The Useless Box

A useless project, but a fun one to be sure

I wanted to make a useless box because it sounded like a fun project and it would make a nice gift for my wife. Plus, I had all the hardware!

Here it is in action:

The primary reason this took so long was because I didn’t have a 3D printer at first. After I acquired one this project took off! It was so exciting to print out those parts effortlessly, instead of trying to craft them out of cardboard.

🔗Mechanical Assembly

All of the mechanical pieces are 3D printed. I used balassy’s design, found on Thingiverse.

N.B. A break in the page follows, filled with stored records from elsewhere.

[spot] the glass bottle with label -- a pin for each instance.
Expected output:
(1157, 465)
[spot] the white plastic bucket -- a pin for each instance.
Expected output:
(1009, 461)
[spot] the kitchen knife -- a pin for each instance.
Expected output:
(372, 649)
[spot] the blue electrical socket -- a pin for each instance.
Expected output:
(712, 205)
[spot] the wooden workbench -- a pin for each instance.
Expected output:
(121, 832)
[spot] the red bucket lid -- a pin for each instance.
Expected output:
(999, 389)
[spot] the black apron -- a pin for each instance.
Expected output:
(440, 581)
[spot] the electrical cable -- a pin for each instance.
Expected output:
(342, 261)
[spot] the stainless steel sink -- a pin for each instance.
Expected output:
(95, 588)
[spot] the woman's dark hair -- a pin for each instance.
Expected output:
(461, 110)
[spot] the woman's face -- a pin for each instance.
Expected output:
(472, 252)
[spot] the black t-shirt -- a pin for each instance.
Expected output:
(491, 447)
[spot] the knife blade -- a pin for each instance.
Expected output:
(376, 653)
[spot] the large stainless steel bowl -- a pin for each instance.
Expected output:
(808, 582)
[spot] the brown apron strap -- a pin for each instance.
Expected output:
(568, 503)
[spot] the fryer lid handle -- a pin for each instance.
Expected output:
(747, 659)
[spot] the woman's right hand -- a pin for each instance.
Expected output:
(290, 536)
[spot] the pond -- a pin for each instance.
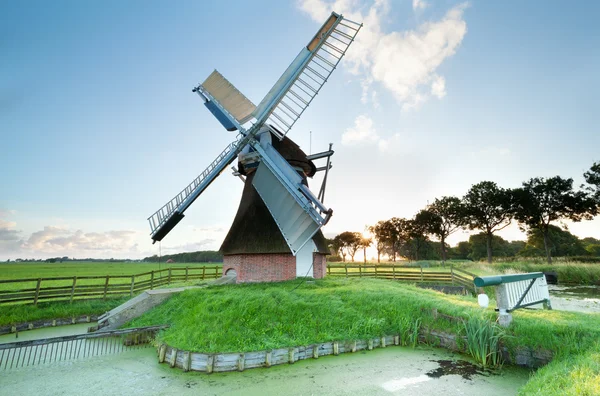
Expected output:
(392, 370)
(576, 298)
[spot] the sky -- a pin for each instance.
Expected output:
(99, 126)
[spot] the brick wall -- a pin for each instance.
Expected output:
(261, 267)
(319, 265)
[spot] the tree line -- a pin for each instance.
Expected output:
(536, 205)
(202, 256)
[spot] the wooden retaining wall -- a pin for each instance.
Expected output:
(38, 324)
(223, 362)
(31, 291)
(451, 275)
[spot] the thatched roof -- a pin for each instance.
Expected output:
(254, 230)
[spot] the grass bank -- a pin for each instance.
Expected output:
(13, 314)
(241, 318)
(259, 316)
(569, 272)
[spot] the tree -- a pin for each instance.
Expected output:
(382, 235)
(443, 217)
(389, 231)
(350, 242)
(488, 208)
(592, 176)
(338, 246)
(542, 201)
(414, 234)
(462, 251)
(364, 243)
(478, 246)
(561, 243)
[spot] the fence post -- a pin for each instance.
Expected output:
(37, 291)
(73, 289)
(105, 287)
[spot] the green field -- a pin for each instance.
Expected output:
(237, 318)
(36, 270)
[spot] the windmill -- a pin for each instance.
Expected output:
(276, 199)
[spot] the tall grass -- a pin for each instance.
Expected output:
(409, 331)
(483, 341)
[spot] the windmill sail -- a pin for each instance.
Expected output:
(297, 212)
(305, 76)
(279, 111)
(167, 217)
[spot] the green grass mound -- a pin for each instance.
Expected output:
(241, 318)
(22, 313)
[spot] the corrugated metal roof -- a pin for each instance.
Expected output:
(239, 106)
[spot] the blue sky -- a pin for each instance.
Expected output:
(100, 128)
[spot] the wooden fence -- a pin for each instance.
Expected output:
(451, 275)
(89, 287)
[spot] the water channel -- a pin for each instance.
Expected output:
(389, 371)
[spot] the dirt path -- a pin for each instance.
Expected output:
(390, 371)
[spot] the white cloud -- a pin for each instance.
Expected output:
(438, 87)
(63, 241)
(387, 144)
(419, 5)
(362, 131)
(404, 62)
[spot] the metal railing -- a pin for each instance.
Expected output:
(74, 347)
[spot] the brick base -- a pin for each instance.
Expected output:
(269, 267)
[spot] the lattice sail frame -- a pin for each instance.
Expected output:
(279, 110)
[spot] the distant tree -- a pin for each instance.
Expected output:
(443, 217)
(462, 251)
(390, 232)
(488, 208)
(542, 201)
(592, 176)
(382, 235)
(478, 245)
(561, 243)
(350, 243)
(592, 246)
(365, 242)
(415, 234)
(338, 246)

Most of the screws used are M3. It’s so nice to use metric screws. They’re much simpler than the multiple Imperial scales we use here in the States.

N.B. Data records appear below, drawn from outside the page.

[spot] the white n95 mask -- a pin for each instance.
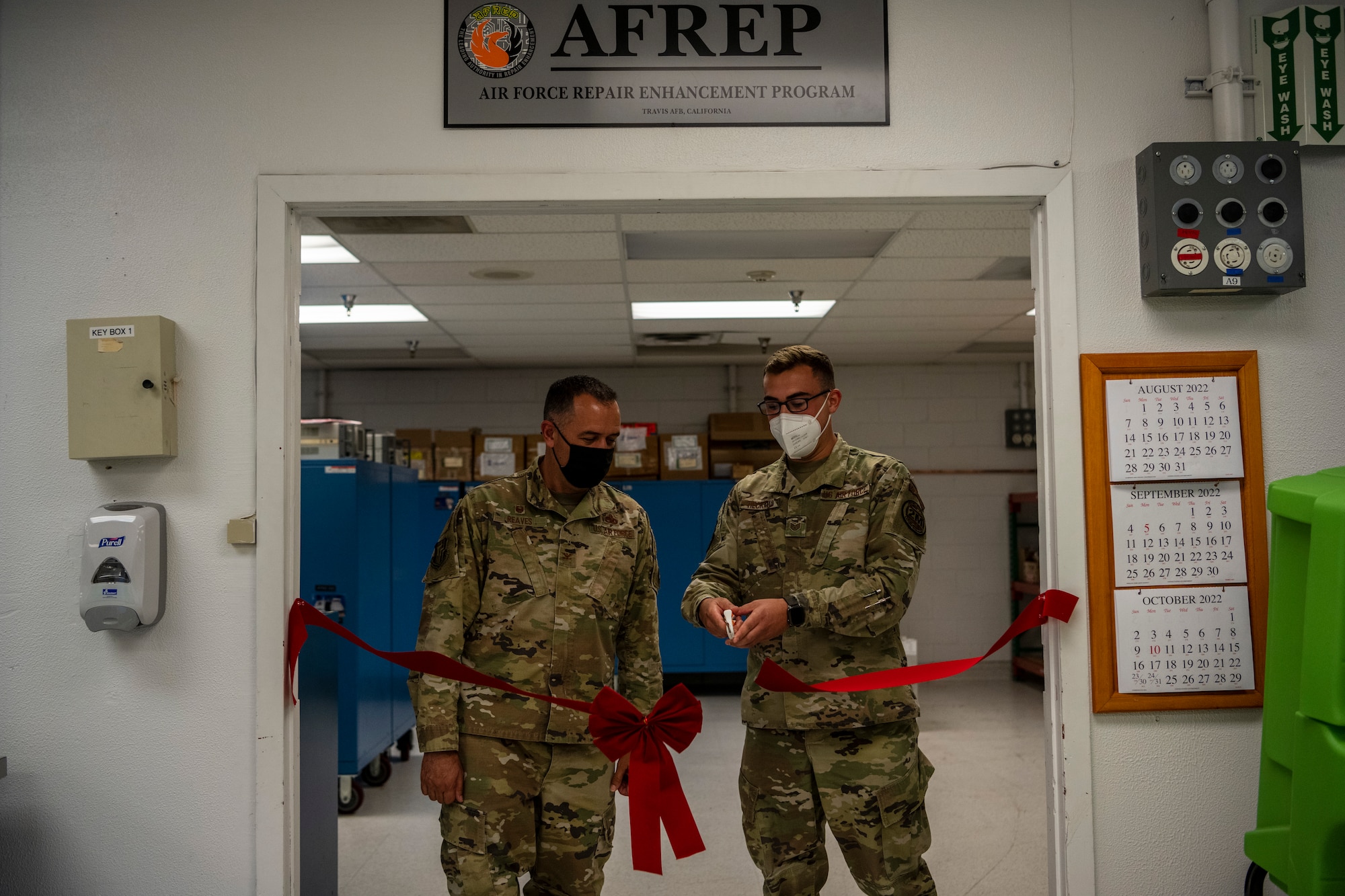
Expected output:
(798, 434)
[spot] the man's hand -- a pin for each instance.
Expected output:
(712, 615)
(442, 776)
(622, 776)
(766, 619)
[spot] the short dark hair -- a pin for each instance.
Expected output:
(793, 357)
(560, 397)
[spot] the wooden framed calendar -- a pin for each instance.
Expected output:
(1175, 501)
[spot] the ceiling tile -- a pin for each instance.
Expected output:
(757, 327)
(529, 342)
(945, 244)
(899, 338)
(746, 244)
(364, 295)
(389, 330)
(543, 224)
(929, 309)
(769, 221)
(484, 247)
(735, 271)
(735, 291)
(961, 217)
(558, 311)
(514, 295)
(927, 268)
(341, 276)
(911, 322)
(319, 343)
(942, 290)
(461, 272)
(529, 326)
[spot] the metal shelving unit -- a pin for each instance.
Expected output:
(1024, 537)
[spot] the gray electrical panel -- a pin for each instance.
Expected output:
(1221, 218)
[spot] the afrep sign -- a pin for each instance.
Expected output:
(548, 64)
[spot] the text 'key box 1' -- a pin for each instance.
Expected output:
(122, 388)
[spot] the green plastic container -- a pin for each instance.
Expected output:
(1300, 834)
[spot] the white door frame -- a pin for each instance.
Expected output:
(283, 198)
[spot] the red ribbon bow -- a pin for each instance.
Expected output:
(617, 725)
(656, 790)
(1048, 604)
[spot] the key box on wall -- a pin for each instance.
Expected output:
(1221, 218)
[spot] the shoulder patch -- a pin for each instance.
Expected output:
(914, 517)
(833, 493)
(440, 555)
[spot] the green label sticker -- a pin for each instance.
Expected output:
(1324, 26)
(1280, 36)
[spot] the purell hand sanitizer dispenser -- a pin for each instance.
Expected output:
(123, 572)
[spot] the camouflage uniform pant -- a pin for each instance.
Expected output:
(867, 783)
(529, 806)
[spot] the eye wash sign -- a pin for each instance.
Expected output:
(1296, 61)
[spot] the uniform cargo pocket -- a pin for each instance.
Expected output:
(906, 827)
(777, 830)
(463, 827)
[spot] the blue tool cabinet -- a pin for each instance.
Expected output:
(346, 538)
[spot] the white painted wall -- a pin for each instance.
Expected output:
(944, 417)
(131, 135)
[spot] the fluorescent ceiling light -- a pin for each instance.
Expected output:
(360, 314)
(739, 310)
(323, 251)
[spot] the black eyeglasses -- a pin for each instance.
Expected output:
(796, 405)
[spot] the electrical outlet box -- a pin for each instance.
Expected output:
(122, 397)
(1221, 218)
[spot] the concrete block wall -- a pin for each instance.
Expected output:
(933, 417)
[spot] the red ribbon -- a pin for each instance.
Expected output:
(1048, 604)
(617, 725)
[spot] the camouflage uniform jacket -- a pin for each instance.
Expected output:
(547, 600)
(848, 540)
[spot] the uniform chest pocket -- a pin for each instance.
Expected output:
(605, 571)
(844, 536)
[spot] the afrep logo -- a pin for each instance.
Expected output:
(497, 41)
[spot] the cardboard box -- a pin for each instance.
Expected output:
(454, 454)
(637, 452)
(754, 458)
(740, 427)
(685, 456)
(498, 456)
(536, 447)
(422, 450)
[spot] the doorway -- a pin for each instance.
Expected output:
(649, 350)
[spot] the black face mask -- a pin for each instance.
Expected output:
(587, 466)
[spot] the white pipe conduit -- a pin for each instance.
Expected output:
(1226, 68)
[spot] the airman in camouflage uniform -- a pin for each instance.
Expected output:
(847, 545)
(549, 599)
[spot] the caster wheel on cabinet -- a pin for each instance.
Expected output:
(377, 772)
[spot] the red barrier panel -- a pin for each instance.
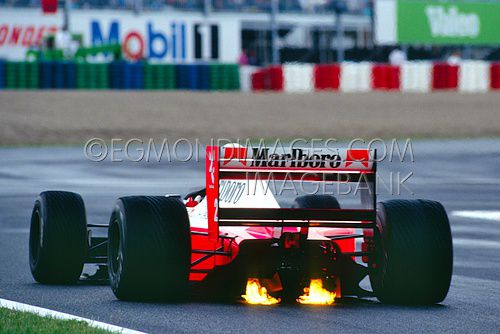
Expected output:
(495, 76)
(274, 78)
(327, 77)
(385, 77)
(258, 80)
(444, 76)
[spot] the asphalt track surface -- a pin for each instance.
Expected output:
(462, 174)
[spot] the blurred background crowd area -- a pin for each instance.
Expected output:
(356, 7)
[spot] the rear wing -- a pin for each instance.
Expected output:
(233, 162)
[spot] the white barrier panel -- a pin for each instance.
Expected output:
(474, 76)
(298, 78)
(355, 77)
(416, 76)
(246, 72)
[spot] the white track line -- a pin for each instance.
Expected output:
(64, 316)
(478, 214)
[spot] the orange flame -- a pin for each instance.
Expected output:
(257, 294)
(315, 294)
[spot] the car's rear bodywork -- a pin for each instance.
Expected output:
(239, 230)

There was nothing mechanical holding the lid opener servo to the bottom of the box, so I used an adhesive strip from a package of command hooks. It worked really well.

🔗Electrical Assembly

Useless Box hardware assembly

The microcontroller is an Arduino Nano, which I had insisted on purchasing ages ago for reasons lost to time. (I much prefer the ESP8266 for projects these days due to its WiFi connectivity.) I used a perfboard I had on hand from AliExpress, as well as various passive components and a toggle switch I had for another, scrapped project.

🔗The Perfboard

Up close on some very prototype-grade soldering

This perfboard was certainly not my finest. I really should have planned this board out better. First off, I tried to drive the servo signal from the Arduino’s analog pins. That didn’t work, so I tied those analog pins to some digital pins on the other side of the board. Then I found out I did not understand the pinout of this switch at all. Rookie mistake! It just goes to show: test everything before you solder it. I figured out the ON-OFF-ON switch’s pinnouts and rewired that.

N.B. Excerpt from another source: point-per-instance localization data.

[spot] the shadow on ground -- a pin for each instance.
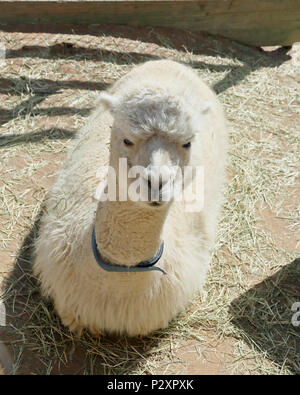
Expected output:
(264, 317)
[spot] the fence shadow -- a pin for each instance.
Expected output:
(264, 316)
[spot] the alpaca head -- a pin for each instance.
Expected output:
(154, 133)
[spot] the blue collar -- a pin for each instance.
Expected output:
(141, 267)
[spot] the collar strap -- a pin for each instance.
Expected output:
(141, 267)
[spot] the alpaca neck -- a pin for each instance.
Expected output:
(128, 233)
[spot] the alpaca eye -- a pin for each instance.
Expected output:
(127, 142)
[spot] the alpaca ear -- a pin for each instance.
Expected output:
(206, 106)
(109, 101)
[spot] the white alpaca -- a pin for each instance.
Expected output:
(160, 113)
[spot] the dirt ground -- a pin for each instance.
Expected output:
(48, 83)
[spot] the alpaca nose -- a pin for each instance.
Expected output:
(160, 183)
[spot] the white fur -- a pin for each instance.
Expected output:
(159, 106)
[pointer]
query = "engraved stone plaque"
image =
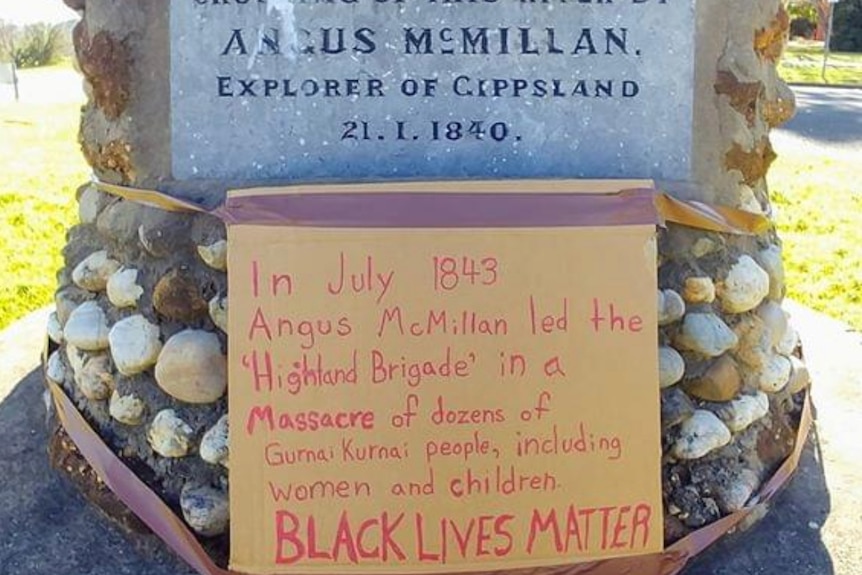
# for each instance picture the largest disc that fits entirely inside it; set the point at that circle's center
(329, 90)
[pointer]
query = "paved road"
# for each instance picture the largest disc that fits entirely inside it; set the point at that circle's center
(829, 118)
(814, 529)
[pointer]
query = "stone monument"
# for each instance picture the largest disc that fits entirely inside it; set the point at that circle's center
(196, 97)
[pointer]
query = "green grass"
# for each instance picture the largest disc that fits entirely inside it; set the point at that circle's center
(817, 198)
(40, 169)
(803, 63)
(818, 202)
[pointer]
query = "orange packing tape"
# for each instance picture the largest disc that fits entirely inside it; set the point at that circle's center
(144, 503)
(694, 214)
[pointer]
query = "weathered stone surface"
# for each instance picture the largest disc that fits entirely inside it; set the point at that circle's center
(698, 435)
(163, 233)
(127, 409)
(104, 61)
(178, 296)
(55, 370)
(789, 340)
(90, 204)
(774, 321)
(87, 327)
(800, 378)
(215, 255)
(769, 41)
(706, 334)
(771, 262)
(733, 495)
(205, 509)
(676, 407)
(169, 436)
(544, 137)
(671, 366)
(780, 108)
(214, 446)
(671, 307)
(752, 163)
(773, 376)
(744, 287)
(119, 221)
(135, 344)
(191, 367)
(54, 329)
(721, 382)
(123, 288)
(754, 341)
(95, 377)
(218, 312)
(698, 290)
(748, 200)
(67, 300)
(743, 96)
(92, 274)
(743, 411)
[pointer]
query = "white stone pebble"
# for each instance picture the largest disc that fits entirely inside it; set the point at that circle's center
(744, 410)
(745, 286)
(215, 443)
(88, 205)
(699, 434)
(55, 370)
(87, 327)
(218, 312)
(169, 436)
(770, 260)
(707, 334)
(205, 509)
(671, 366)
(774, 375)
(54, 329)
(95, 377)
(774, 321)
(135, 344)
(215, 255)
(127, 409)
(800, 378)
(736, 494)
(698, 290)
(93, 272)
(671, 307)
(748, 201)
(788, 341)
(123, 288)
(192, 368)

Next I had issues with my hardware switch debouncing circuit. If I jiggled the switch in the center position, without switching it, the value read on the input pin would get toggled on and off rapidly. That sounded like the pin was floating when the switch wasn’t engaged. Bah. More bad planning on my part. So I took a 1 MΩ resistor and tied the pin low. I was kicking myself for not taking advantage of the internal pullup resistors that the microcontroller has to offer. Well, next time I’ll plan better and maybe just design some PCBs.

🔗Software

I set up an interrupt to handle a change on the input pin. This is a more efficient way of doing things than polling. I registered the handler and to my surprise the ISR was usually getting called twice per switch. Ugh. That likely means my low-pass hardware debouncing circuit is a little insufficient. I should have just done some software debouncing, but I’m such a stickler for hardware efficiency. Next iteration I won’t bother with the low pass filter debouncing design at all.

🔗The next generation

One day, when I catch the right wind in my sails, I’ll make the useless box sassier, as per my wife’s request. I whiteboarded a mathematical model of sass – or sassimatics, as I call it – as a heuristic for getting the box to respond in a seemingly more exasperated way based on how “annoyed” it was. I’ll update this page when it happens.